You’ll find dynamic programming questions that are commonly asked at coding interviews.
There are over 350 illustrations. In addition, you’ll find detailed solution walkthroughs with clear explanations on how to approach and solve problems.

In addition, you’ll uncover clarifying questions you should ask at coding interviews.
You’ll also explore time and space complexity analysis.
7. Dynamic Programming
↘️ Ideal for: Dynamic programming newbies
↘️ Topics covered: dynamic programming fundamentals
Dynamic Programming is by far the oldest book on our list. While it’s published in 2003 with a new introduction, the information is from the 1957 classic by Richard Bellman.
🧠 Fun fact: Richard Bellman was an applied mathematician who introduced dynamic programming in 1953.

➡️ Dynamic Programming is possibly one of the best dynamic programming books for learning the classic fundamentals of dynamic programming.
You’ll uncover a series of methods and existence theorems alongside examples for solving equations.
You’ll also explore:
✅ bottleneck problems
✅ optimal inventory equation
✅ Markovian decision processes
✅ strategies behind multistage games
And much more.

8. Dynamic Programming: Models and Applications
↘️ Ideal for: developers new to dynamic programming, developers experienced with dynamic programming
↘️ Topics covered: beginner and advanced concepts
Dynamic Programming: Models and Applications is a soft introduction to dynamic programming. It also provides advanced learning materials.
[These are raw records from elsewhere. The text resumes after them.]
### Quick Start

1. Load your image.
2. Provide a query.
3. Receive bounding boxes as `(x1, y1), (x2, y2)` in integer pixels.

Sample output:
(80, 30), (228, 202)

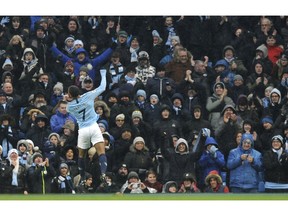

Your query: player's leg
(91, 123), (107, 178)
(77, 128), (91, 180)
(94, 142), (107, 175)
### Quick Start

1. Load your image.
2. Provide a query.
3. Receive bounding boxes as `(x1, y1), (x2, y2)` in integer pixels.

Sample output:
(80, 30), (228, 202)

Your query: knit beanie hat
(127, 171), (139, 180)
(79, 65), (89, 74)
(271, 135), (283, 145)
(17, 139), (28, 149)
(115, 113), (125, 120)
(64, 36), (75, 45)
(65, 60), (74, 67)
(171, 36), (180, 43)
(132, 110), (143, 120)
(32, 152), (43, 163)
(7, 149), (19, 158)
(59, 163), (69, 170)
(73, 40), (84, 47)
(261, 116), (273, 125)
(136, 89), (146, 100)
(150, 94), (159, 101)
(233, 74), (244, 81)
(53, 82), (63, 92)
(48, 133), (60, 140)
(62, 120), (75, 131)
(133, 137), (145, 145)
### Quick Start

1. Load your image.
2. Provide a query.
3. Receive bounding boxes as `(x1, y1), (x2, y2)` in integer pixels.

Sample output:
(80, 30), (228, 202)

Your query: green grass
(0, 193), (288, 201)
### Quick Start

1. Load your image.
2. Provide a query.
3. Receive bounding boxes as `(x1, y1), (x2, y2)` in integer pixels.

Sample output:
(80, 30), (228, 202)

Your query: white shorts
(77, 122), (104, 149)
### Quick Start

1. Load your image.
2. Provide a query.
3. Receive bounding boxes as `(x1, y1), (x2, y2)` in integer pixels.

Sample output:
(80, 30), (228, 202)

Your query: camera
(132, 183), (139, 189)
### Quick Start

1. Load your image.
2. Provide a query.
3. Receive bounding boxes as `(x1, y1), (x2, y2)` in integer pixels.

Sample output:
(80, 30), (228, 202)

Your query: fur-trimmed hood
(94, 100), (110, 118)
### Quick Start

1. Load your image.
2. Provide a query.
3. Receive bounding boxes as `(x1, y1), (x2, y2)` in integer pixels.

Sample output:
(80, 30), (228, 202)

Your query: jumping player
(64, 70), (107, 181)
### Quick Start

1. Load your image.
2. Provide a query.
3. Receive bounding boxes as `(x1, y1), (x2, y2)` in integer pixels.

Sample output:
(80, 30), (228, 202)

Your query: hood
(175, 138), (189, 154)
(162, 181), (178, 193)
(204, 137), (218, 147)
(21, 48), (38, 61)
(256, 44), (268, 58)
(240, 133), (254, 149)
(269, 88), (282, 104)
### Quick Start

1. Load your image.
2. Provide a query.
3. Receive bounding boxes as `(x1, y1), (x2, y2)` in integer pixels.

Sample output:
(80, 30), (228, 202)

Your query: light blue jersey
(67, 70), (106, 129)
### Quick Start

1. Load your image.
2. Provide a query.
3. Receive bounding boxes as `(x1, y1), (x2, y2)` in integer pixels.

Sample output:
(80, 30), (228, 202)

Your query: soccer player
(64, 70), (107, 181)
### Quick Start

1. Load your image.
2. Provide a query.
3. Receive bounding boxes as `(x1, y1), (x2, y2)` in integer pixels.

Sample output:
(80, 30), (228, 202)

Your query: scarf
(130, 47), (139, 62)
(8, 157), (19, 186)
(272, 147), (283, 161)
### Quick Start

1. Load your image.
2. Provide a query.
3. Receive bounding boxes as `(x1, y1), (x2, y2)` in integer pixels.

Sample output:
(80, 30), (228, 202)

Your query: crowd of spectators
(0, 16), (288, 194)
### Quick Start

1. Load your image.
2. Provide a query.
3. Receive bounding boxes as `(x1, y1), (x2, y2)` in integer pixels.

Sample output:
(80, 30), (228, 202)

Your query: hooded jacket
(227, 133), (263, 189)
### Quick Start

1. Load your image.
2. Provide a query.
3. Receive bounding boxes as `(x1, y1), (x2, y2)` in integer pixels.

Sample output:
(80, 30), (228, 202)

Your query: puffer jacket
(227, 136), (263, 189)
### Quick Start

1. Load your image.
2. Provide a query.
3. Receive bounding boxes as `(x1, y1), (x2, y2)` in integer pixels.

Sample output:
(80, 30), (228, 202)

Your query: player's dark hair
(68, 85), (80, 98)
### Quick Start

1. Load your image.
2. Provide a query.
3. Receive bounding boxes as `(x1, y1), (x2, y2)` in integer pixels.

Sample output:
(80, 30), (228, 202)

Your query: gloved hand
(201, 128), (211, 137)
(100, 68), (106, 76)
(279, 153), (288, 165)
(0, 17), (10, 26)
(209, 145), (218, 158)
(139, 169), (146, 174)
(110, 41), (118, 50)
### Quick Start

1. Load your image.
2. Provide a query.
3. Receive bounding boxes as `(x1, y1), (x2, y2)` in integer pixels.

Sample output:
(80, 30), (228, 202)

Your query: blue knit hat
(261, 116), (273, 124)
(241, 133), (254, 147)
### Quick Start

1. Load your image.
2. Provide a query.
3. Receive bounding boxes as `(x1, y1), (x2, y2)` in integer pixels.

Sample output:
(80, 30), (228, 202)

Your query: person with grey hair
(263, 134), (288, 193)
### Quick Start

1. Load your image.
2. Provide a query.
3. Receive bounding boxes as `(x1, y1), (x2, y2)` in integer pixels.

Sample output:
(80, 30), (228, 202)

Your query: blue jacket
(50, 110), (77, 133)
(227, 145), (263, 189)
(198, 137), (225, 185)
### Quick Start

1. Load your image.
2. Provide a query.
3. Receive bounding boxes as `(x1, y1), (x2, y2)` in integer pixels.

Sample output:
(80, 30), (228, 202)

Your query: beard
(34, 101), (47, 108)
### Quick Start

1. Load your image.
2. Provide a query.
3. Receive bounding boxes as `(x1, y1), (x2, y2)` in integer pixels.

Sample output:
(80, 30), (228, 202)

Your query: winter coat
(124, 144), (153, 181)
(0, 159), (27, 194)
(263, 149), (288, 184)
(227, 146), (263, 189)
(50, 110), (77, 134)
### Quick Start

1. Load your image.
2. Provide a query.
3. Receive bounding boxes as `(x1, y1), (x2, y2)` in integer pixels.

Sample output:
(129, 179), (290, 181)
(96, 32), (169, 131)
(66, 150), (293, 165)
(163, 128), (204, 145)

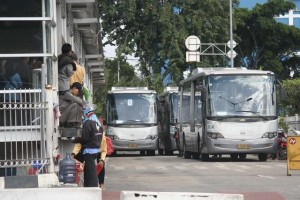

➡️ We think Dynamic Programming: Models and Applications is one of the best dynamic programming books for those both new to and experienced in dynamic programming.
You’ll begin with an introduction to sequential decision processes used in dynamic programming.
Then you’ll explore:
✅ production control
✅ inventory control models
✅ methods for approximating solutions
And decision making.
Finally, you’ll work with sequential decision processes.

Advanced Dynamic Programming Books
As if dynamic programming wasn’t hard enough, here are some even more challenging dynamic programming books.
9. Markov Decision Processes: Discrete Stochastic Dynamic Programming
↘️ Ideal for: advanced students, professional practitioners, researchers
↘️ Topics covered: Markov decision processes
Markov Decision Processes is dedicated exclusively to discrete-time stochastic dynamic programming.

➡️ Markov Decision Processes is arguably one of the best dynamic programming books for learning about the Markov decision processes.
Packed with illustrations, you’ll explore Markov decision process models alongside various types of research:
✅ theoretical
✅ computational
✅ applied

While there’s a strong focus on infinite-horizon discrete-time models, you’ll also discover arbitrary state spaces and finite-horizon models.
Finally, you’ll dissect policy iteration and sensitive optimality.
10. Abstract Dynamic Programming
↘️ Ideal for: advanced students
↘️ Topics covered: core theory and algorithms
Like Dynamic Programming and Optimal Control, Abstract Dynamic Programming is written by Dimitri Bertsekas.
But Abstract Dynamic Programming is for advanced students.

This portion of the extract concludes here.